La vera sorpresa sta nell’uso come incipit ufficiale di una enciclica di un versetto in lingua volgare, e non il più classico e solenne latino, lingua dei documenti ufficiali della Santa Sede. In passato ordinariamente le encicliche venivano scritte direttamente in latino. Più di recente sono state scritte in italiano, oppure in polacco e in tedesco con Giovanni Paolo II e Benedetto XVI, e poi tradotte nella lingua di Cicerone. In caso però hanno sempre preso il titolo dalle prime parole della loro versione in lingua latina.
Ma è anche vero che in passato vi sono state encicliche scritte, e quindi titolate, in lingua volgare.

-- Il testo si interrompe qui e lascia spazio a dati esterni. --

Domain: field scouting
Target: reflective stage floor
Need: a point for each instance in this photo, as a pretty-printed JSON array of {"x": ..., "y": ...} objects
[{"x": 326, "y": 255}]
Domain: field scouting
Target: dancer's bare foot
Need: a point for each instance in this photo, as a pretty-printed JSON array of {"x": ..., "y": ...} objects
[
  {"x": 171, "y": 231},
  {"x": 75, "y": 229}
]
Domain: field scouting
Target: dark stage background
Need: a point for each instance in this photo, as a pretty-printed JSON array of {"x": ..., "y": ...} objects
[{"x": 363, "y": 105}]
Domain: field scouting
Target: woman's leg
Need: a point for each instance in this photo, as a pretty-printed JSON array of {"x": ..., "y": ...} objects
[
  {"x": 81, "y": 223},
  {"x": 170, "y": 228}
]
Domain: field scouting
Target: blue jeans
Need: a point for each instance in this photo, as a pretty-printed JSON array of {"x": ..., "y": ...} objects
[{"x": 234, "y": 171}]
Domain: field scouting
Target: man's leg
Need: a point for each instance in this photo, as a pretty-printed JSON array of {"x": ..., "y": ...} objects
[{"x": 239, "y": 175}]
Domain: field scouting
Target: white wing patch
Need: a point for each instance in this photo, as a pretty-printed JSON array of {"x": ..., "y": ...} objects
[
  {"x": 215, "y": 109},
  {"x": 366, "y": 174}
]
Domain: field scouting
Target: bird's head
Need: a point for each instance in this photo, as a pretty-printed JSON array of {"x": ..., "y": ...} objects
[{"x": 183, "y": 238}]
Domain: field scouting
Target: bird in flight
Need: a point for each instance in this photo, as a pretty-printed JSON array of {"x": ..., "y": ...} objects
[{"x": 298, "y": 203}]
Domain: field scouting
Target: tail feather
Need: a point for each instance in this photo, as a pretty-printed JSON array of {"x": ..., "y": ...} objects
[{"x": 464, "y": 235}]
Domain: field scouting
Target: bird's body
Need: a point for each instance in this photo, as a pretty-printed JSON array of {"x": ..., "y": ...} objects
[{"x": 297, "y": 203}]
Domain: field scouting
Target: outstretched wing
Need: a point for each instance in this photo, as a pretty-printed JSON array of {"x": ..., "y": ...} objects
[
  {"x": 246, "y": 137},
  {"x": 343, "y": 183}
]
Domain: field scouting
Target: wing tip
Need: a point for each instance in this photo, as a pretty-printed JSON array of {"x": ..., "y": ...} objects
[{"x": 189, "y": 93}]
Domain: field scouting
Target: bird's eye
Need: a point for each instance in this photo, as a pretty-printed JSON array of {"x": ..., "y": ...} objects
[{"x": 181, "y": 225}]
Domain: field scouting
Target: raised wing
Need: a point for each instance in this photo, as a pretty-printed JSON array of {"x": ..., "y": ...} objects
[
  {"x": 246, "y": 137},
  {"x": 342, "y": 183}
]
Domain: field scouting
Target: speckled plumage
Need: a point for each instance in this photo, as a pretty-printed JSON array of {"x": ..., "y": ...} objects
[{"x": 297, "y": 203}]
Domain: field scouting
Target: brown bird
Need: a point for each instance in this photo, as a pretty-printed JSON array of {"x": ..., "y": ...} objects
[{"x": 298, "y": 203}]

È stato il caso di alcune encicliche riguardanti il potere temporale del papa e pubblicate in momenti particolari della vita dello Stato Pontificio: come ad esempio «Il trionfo» di Pio VII nel 1814, indirizzata a tutti i suoi sudditi per ringraziare Dio della libertà riconquistata dopo quasi cinque anni di prigionia imposta da un Napoleone ormai sconfitto e confinato all’isola d’Elba, «Quel Dio» e «Le armi valorose» di Gregorio XVI nel 1831, entrambe tese ad evidenziare la soddisfazione del Pontefice per la conservazione dell’integrità dello Stato Pontificio e quindi del potere temporale.
Oppure è stato il caso di lettere circolari indirizzate dal papa a determinati episcopati e pubblicate nella lingua dei vescovi destinatari. Così se Pio IX scrisse tutte le sue 41 encicliche in latino, il suo successore Leone XIII su 86 ne scrisse cinque in italiano e due in francese, rivolte ai rispettivi episcopati. Così Pio X su 16 encicliche ne scrisse due in italiano e una in francese, sempre esplicitamente rivolte ai rispettivi episcopati. E se Benedetto XV scrisse 12 encicliche tutte in latino, Pio XI su 30 ne scrisse una in italiano («Non abbiamo bisogno» del 1931) e una in tedesco (la celebre «Mit brennender Sorge» contro il nazismo del 1937).
E forse è proprio quella del 1931 scritta da papa Achille Ratti («Non abbiamo bisogno») in reazione allo scioglimento dell’Azione cattolica da parte del regime fascista l’unico precedente di enciclica indirizzata ai vescovi di tutto il mondo e scritta in volgare.
Tutte le 8 encicliche di Giovanni XXIII, le 7 di Paolo VI, le 14 di Giovanni Paolo II e le 3 di Benedetto XVI hanno avuto il titolo in latino. L’ultima enciclica a non averlo avuto nella lingua ufficiale della Santa Sede si deve a Pio XII, che ne scrisse 41. Firmata il 2 luglio 1957, era dedicata ai pellegrinaggi di Lourdes ed era espressamente rivolta all’episcopato francese.
Ora arriva l’attesissima «Laudato sii»: titolo non latino per una enciclica destinata a tutto il mondo, cattolico e non.